Can you talk a little about some of your current projects? Right now we're revamping an exhibit about healthy eating. Rainbow Market is made up of three linked environments where you can select, "cook", and "eat" healthy food- a farmers' market, a home kitchen, and a food truck. I'm particularly excited about some of the details we're incorporating to feel like an authentic San Jose experience --- like the iron scrollwork window grate of the home kitchen, the local food map in the farmers' market, and our plan to make a Yelp page for our food truck so visitors can review all the delicious plastic food they enjoyed at the Museum.
What do you think is the “next frontier” for museums? One trend that I'm appreciating in museums is the genuine interest and validation of visitors' personal experiences. It's an important step in the democratizing of the museum experience.
If money were no object, what would your “dream” exhibit project be? I'd love to be part of an exhibition about gender, inspired by the Science Museum of Minnesota's incredible Race exhibition. Race is challenging, poignant, and so necessary. It'd be great to take what we've learned from that exhibition and apply it to similarly fraught topics.

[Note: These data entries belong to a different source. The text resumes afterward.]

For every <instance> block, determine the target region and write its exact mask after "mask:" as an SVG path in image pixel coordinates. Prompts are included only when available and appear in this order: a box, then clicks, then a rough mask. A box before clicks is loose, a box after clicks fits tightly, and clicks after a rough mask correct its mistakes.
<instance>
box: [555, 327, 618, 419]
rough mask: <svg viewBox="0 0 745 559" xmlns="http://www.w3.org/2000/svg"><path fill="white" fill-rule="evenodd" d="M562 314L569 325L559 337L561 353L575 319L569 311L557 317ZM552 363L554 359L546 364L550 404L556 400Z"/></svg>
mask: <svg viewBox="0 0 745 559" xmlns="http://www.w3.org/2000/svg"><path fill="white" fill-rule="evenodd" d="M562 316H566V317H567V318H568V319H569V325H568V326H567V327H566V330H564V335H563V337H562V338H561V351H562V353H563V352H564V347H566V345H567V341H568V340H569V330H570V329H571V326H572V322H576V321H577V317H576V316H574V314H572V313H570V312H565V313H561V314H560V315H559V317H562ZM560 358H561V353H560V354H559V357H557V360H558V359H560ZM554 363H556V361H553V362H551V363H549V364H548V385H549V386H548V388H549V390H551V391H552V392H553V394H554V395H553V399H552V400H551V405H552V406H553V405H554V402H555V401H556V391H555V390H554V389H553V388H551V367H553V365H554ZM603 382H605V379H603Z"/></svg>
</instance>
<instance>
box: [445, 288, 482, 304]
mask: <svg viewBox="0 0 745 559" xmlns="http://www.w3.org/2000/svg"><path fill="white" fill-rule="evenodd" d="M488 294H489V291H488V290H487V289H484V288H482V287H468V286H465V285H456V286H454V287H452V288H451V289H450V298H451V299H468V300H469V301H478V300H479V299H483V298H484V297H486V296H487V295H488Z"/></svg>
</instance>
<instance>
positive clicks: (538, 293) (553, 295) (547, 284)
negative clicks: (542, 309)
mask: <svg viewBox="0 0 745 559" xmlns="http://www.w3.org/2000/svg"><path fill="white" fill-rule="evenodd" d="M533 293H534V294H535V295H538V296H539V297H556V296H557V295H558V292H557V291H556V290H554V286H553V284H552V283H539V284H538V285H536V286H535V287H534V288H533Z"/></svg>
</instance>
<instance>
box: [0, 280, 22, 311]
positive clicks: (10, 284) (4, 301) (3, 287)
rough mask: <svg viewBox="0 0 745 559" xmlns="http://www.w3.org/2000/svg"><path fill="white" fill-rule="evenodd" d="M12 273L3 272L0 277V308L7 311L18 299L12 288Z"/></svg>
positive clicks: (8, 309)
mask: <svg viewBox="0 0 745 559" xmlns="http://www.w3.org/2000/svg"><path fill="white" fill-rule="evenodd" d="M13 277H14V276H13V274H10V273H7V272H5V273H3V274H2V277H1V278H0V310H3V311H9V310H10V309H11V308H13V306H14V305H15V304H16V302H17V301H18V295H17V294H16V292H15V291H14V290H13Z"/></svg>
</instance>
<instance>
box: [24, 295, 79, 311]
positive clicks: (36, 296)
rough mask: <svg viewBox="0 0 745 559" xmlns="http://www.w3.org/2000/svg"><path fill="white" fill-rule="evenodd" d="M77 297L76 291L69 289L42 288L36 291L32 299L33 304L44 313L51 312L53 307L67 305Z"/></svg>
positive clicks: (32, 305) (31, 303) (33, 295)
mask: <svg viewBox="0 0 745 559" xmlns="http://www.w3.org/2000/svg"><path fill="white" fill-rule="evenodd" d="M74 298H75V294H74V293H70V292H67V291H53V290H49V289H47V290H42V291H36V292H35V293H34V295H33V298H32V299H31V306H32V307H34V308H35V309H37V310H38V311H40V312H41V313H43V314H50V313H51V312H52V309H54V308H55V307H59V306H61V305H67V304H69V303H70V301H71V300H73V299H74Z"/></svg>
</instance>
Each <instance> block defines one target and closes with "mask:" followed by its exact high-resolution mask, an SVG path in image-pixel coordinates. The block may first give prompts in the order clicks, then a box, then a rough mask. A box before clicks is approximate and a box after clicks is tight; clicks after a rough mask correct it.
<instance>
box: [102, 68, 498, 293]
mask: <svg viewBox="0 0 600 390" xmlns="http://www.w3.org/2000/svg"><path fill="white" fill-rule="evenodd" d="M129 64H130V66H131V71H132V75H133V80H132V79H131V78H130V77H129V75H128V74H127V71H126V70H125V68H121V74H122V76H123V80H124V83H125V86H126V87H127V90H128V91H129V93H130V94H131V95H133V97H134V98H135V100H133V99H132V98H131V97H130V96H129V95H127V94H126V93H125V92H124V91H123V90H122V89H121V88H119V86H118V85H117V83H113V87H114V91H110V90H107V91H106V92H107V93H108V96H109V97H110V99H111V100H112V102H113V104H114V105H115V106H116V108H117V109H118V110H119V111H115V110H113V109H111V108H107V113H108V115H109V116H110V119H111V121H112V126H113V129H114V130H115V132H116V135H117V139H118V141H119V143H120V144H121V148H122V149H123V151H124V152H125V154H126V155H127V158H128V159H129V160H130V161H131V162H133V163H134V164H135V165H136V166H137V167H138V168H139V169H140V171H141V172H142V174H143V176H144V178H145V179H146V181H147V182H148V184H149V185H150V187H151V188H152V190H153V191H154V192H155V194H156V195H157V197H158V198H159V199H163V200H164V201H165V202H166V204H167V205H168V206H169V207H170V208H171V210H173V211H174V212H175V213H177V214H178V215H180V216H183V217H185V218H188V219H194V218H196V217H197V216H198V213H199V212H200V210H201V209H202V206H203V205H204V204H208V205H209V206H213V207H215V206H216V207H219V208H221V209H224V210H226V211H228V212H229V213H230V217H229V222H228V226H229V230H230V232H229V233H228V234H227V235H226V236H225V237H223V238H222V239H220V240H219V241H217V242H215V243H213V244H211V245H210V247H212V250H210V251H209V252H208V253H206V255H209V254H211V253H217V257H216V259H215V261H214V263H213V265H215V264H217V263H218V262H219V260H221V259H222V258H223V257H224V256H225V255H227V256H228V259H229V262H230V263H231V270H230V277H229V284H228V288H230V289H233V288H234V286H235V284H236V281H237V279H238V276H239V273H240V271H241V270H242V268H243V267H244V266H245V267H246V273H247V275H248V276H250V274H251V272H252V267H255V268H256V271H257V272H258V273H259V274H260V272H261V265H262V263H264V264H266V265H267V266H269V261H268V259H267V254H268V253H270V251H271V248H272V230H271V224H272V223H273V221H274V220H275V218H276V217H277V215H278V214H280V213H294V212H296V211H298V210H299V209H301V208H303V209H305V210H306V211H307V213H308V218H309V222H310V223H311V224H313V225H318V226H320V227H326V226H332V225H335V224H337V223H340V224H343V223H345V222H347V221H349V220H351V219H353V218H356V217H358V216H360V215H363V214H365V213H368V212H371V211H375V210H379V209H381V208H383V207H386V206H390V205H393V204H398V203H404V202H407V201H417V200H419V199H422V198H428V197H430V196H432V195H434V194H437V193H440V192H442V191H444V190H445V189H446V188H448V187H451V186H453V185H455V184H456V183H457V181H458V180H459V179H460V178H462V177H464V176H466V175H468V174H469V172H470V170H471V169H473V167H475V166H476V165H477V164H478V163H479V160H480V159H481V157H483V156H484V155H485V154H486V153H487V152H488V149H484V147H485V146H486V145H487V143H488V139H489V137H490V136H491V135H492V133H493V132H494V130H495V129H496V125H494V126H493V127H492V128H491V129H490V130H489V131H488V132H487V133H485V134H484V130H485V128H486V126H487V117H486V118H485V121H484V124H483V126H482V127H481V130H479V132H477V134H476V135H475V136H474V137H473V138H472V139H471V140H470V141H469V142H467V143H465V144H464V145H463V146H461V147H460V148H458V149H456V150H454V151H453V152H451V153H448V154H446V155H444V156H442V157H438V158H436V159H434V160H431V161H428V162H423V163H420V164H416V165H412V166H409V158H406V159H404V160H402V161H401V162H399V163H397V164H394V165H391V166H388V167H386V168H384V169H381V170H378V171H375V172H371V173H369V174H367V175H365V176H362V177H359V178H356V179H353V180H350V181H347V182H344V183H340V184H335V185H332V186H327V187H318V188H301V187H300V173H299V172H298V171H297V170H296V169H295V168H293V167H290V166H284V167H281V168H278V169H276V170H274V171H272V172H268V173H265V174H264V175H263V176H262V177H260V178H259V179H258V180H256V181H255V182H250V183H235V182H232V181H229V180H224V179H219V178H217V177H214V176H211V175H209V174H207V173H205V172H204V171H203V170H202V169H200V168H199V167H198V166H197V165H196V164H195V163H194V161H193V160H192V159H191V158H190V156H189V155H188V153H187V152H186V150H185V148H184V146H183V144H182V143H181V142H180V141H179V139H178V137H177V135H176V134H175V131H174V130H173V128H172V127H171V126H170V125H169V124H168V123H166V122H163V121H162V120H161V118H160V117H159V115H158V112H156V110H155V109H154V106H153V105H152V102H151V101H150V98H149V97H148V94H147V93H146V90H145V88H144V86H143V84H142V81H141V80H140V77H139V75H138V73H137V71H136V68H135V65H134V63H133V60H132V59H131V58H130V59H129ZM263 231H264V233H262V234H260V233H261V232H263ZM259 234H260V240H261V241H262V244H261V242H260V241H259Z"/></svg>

Some day I'd like to open an art museum specifically for families. All too often art exhibits for children seem too self conscious --- they have a way of separating out disciplines like visual art and science in this forced, artificial way that grownups prefer to categorize the world.
I think it's a big assumption to make that children would relate to those categories the same way grownups do. I'd love to create experiences that are seamlessly blended instead of layered, using art as a lens for looking at the world and responding to it. Children think nothing of using their innate creativity and science skills simultaneously, but it might challenge some grownups' assumptions.
Thanks so much Margaret for sharing your thoughts with ExhibiTricks readers, especially the idea of using event and program planning as "cross-training" for exhibits work.